Number of women in parliaments does not guarantee democracy
On the other hand, authoritarian regimes have also excelled in promoting women’s political participation. There are currently three countries in the world where more than half of parliamentarians are women: Cuba, Rwanda and Nicaragua. None of these countries can be called a democracy. At present, progress towards the Sustainable Development Goals in terms of women’s political participation is measured by the number of women elected. However, it is important to look behind the numbers – democracy and the number of women elected do not necessarily go hand in hand. On the other hand, the SDGs do not mention democracy as a goal.
Increasing the number of women in politics is the right direction, but it is not a sufficient goal when it comes to democracy and gender equality in political decision-making. We need to look more closely at the role of women in politics and decision-making and identify the oppressive mechanisms of authoritarian regimes. Women should also not be thought of as a homogeneous group, but other discriminatory structures must also be taken into account.

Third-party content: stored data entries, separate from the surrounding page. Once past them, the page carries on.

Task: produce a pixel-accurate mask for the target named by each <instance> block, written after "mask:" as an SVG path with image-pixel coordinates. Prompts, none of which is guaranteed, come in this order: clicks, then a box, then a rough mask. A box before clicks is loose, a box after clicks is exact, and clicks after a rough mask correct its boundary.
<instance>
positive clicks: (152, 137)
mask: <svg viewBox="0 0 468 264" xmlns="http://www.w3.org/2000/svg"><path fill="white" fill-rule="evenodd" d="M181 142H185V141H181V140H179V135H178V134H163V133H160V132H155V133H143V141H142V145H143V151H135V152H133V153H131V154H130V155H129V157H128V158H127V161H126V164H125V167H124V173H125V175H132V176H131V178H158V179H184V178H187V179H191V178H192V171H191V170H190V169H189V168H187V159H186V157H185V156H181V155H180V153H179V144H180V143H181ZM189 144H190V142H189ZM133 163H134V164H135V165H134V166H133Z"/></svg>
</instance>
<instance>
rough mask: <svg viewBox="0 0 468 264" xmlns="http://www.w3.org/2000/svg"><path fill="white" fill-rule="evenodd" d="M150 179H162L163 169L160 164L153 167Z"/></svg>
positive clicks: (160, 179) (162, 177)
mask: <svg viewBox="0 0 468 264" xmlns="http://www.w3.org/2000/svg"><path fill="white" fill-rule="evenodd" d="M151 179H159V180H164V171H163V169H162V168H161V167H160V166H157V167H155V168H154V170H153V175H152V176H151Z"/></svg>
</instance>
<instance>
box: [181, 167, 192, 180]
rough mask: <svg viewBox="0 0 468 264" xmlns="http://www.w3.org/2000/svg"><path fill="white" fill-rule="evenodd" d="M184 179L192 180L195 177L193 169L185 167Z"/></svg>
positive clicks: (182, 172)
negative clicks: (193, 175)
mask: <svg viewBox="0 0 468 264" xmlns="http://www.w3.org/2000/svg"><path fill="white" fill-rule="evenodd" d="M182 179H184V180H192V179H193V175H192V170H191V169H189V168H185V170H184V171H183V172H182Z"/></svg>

Authoritarian regimes have also used gender equality promotion as a strategy to legitimise and preserve their own power. According to researchers, in the Middle East, for example, states have exploited women’s rights to achieve political goals and to show the world that democratisation is being seriously launched. Authoritarian regimes in southern Africa have also sought international recognition by promoting women’s rights at a time when their revolutionary credibility was waning. Authoritarian regimes also use the undermining of women’s rights as a tool for hybrid and information operations.
Democracy and gender equality are connected
It is no coincidence that gender equality and rights of women and minorities are being curtailed at a time when authoritarianism in the world is increasing. Political scientists have long stated that women’s rights and democracy go hand in hand. Studies show that when women participate in social movements, these movements are more likely to succeed. Women have also played a prominent role in opposing authoritarian regimes and military coups in Myanmar, Sudan and numerous other countries for decades.
Understanding the link between democratic decline and opposition to gender equality is important for those who support democracy and gender equality. The debate on the deterioration of democracy must not be gender blind. The question could also be, what happens to democracy when gender equality declines?
International democracy support must take into account the link between democratic decline and movements that oppose women’s rights if the global trend towards democratic backsliding is to be reversed. In addition, it is important to keep in mind support for grassroots women’s organisations and support for strengthening the inclusion and capacity of political parties.
In Demo Finland’s experience, an effective way is to support local women’s organisations that can bring political parties together across party lines and to support parties in their efforts to achieve women’s meaningful political participation. There is a need to support existing processes to strengthen women’s rights, to strengthen multi-party co-operation among women politicians and their co-operation with civil society, and, more generally, to integrate gender perspective into all democracy support. Diplomatic pressure on authoritarian regimes is also important. In addition to speeches and declarations, adequate long-term funding is needed.
The views expressed are those of the author and do not necessarily reflect the views of Demo Finland.